A 12 January 2011 New Scientist editorial described the controversial nature of the research, while also noting how many researchers "reacted with disbelief", with Gary Schuster comparing it to "pathological science."[3] Biology professor PZ Myers also described it as "pathological science." He described the paper as "one of the more unprofessional write-ups I've ever run across", and criticized the publication process as having an "unbelievable turnaround" time: "another suspicious sign are the dates. This paper was submitted on 3 January 2009, revised on 5 January 2009, and accepted on 6 January 2009," leading him to ask: "Who reviewed this, the author's mother? Maybe someone even closer. Guess who the chairman of the editorial board is: Luc Montagnier."


On 25 May 2012, he gave the keynote address at the 2012 AutismOne conference in Chicago. Similar to the controversy he aroused by extolling homeopathy, his latest group, Chronimed, claims to have made a discovery for autistic children that was sharply criticized by scientist Dr. Steven Salzberg.


Legal battle over patent


In 2009, Montagnier became involved in a legal battle with inventor Bruno Robert over the intellectual property rights to the techniques used in the aforementioned research. Robert, who had tried to succeed the company Digibio created by the late Jacques Benveniste, approached Montagnier in May 2005 regarding his work on electromagnetic signals. In November 2005, Robert registered a patent for the process of homing in on a "biochemical element presenting a biological activity through the analysis of low-frequency electromagnetic signals." This patent was in fact written by Montagnier from results obtained between July and November 2005. A month later, INPI, France's patents body, received a request for the same patent from Montagnier,which was criticized by the patent examiner on multiple points, including this one:


 "...the invention is based on phenomena which contradict the fundamental principle of physics and of chemistry, i.e. the existence of biological or effect without an active molecule and no explanation or theoretical basis makes it impossible at the current time to explain the results obtained.”
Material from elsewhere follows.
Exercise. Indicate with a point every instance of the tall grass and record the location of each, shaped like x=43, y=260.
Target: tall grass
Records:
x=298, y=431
Montagnier took Robert to court, claiming that he had intellectual property rights over this process. However, Robert's lawyer alleged that Montagnier had already admitted that he had not come up with the discovery, as he had signed a contract to use Robert's technique in 2005. In response, Montagnier's lawyer said the pair had only signed a "protocol agreement" which was not legally binding.


In July 2009, the court ruled that Robert's 2005 patent application was 'fraudulent', because it had subtracted all of Montagnier's contribution, which the court estimated at 50%.